Aufgrund der dargelegten Rechtsfehler mangels Feststellungen (Z 9 lit a) war die angefochtene Entscheidung somit aus Anlass der Nichtigkeitsbeschwerde wie aus dem Spruch ersichtlich schon bei der nichtöffentlichen Beratung aufzuheben (§ 290 Abs 1 zweiter Satz StPO iVm § 285e StPO). Die Aufhebung der genannten Schuldsprüche hatte die Aufhebung der Strafaussprüche zur Folge.
Mit seiner Berufung war der Angeklagte Genadij A***** auf diese Entscheidung zu verweisen.
Die Kostenentscheidung, die sich nicht auf die amtswegige Maßnahme bezieht ( Lendl , WK‑StPO § 390 Rz 12), gründet sich auf § 390a Abs 1 StPO.
Im zweiten Rechtsgang wird zu beachten sein:
1. Wird der Gewinn einer Gesellschaft mit beschränkter Haftung ganz oder teilweise an die Gesellschafter ausgeschüttet (Dividenden), ist vom Ausschüttungsbetrag die Kapitalertragsteuer einzubehalten und abzuführen (§ 93 Abs 1 und 2 Z 1 lit a Einkommensteuergesetz idF BGBl I 2006/100 und idF BGBl I 2009/52). Zu den kapitalertragsteuerpflichtigen Bezügen zählen auch verdeckte Gewinnausschüttungen. Das sind Vermögensvorteile (jedweder Art), die ein Gesellschafter aufgrund seiner Gesellschafterstellung ohne ordnungsgemäßen Gewinnverteilungsbeschluss bezieht (zB 13 Os 125/11y). Auch solche Zuflüsse sind gemäß § 93 Abs 2 Z 1 lit a EStG idF BGBl I 2006/100 und idF BGBl I 2009/52 kapitalertragsteuerpflichtig und gemäß § 96 Abs 1 Z 1 EStG idF BGBl I 2006/100 und BGBl I 2010/9 binnen einer Woche nach dem Zufließen vom zum Abzug Verpflichteten (nämlich hier der GmbH) unter der Bezeichnung „Kapitalertragsteuer“ abzuführen.

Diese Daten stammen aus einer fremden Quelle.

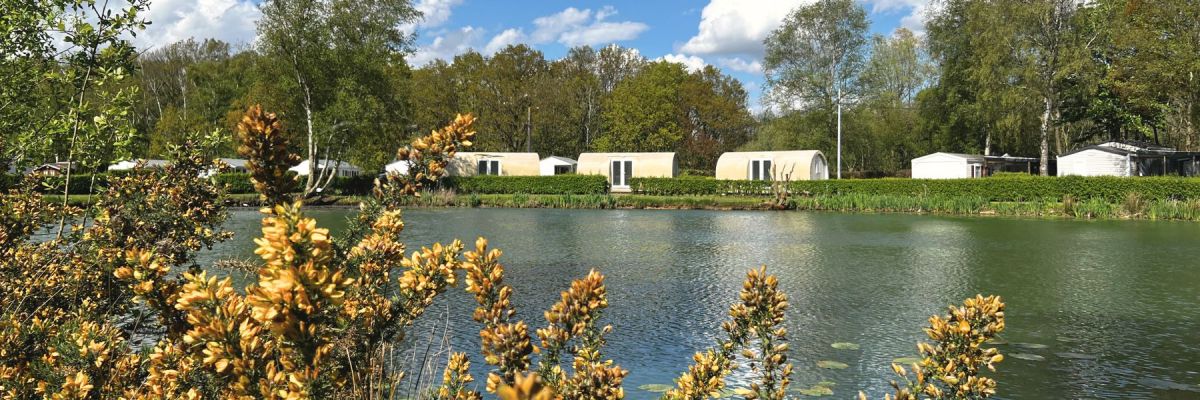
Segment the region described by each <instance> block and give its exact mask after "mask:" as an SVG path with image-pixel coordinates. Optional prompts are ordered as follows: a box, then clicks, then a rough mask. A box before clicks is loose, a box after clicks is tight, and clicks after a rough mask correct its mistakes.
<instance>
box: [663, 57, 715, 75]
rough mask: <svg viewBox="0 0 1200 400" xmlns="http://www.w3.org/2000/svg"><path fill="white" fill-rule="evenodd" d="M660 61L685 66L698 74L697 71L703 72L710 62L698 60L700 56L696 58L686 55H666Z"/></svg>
mask: <svg viewBox="0 0 1200 400" xmlns="http://www.w3.org/2000/svg"><path fill="white" fill-rule="evenodd" d="M659 60H664V61H667V62H676V64H683V66H684V67H686V68H688V71H689V72H696V71H700V70H703V68H704V65H707V64H708V62H704V59H702V58H698V56H695V55H684V54H667V55H664V56H661V58H659Z"/></svg>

Mit Blick auf die Beweiswerterwägungen der Tatrichter, wonach es unglaubwürdig sei, dass die Alleingesellschafterin Inna K***** (US 7) kein Geld aus dem Unternehmen bekommen habe, liegen Indizien für die Annahme einer verdeckten Gewinnausschüttung vor (siehe US 16). Zur Beurteilung einer allfälligen Verkürzung an Kapitalertragsteuer werden im zweiten Rechtsgang daher Feststellungen darüber zu treffen sein, ob, gegebenenfalls zu welchem Zeitpunkt, Kapitalerträge geflossen sind.
Werden Kapitalflüsse konstatiert, werden die Person des Schuldners und des Empfängers der Kapitalerträge festzustellen und auf dieser Basis anhand der zu den Tatzeitpunkten geltenden Bestimmungen der §§ 95 und 96 EStG zu prüfen sein, wen die darauf bezogene Pflicht zum Abzug und zur Abfuhr der Kapitalertragsteuer traf (hiezu eingehend Lässig in WK² FinStrG § 33 Rz 32).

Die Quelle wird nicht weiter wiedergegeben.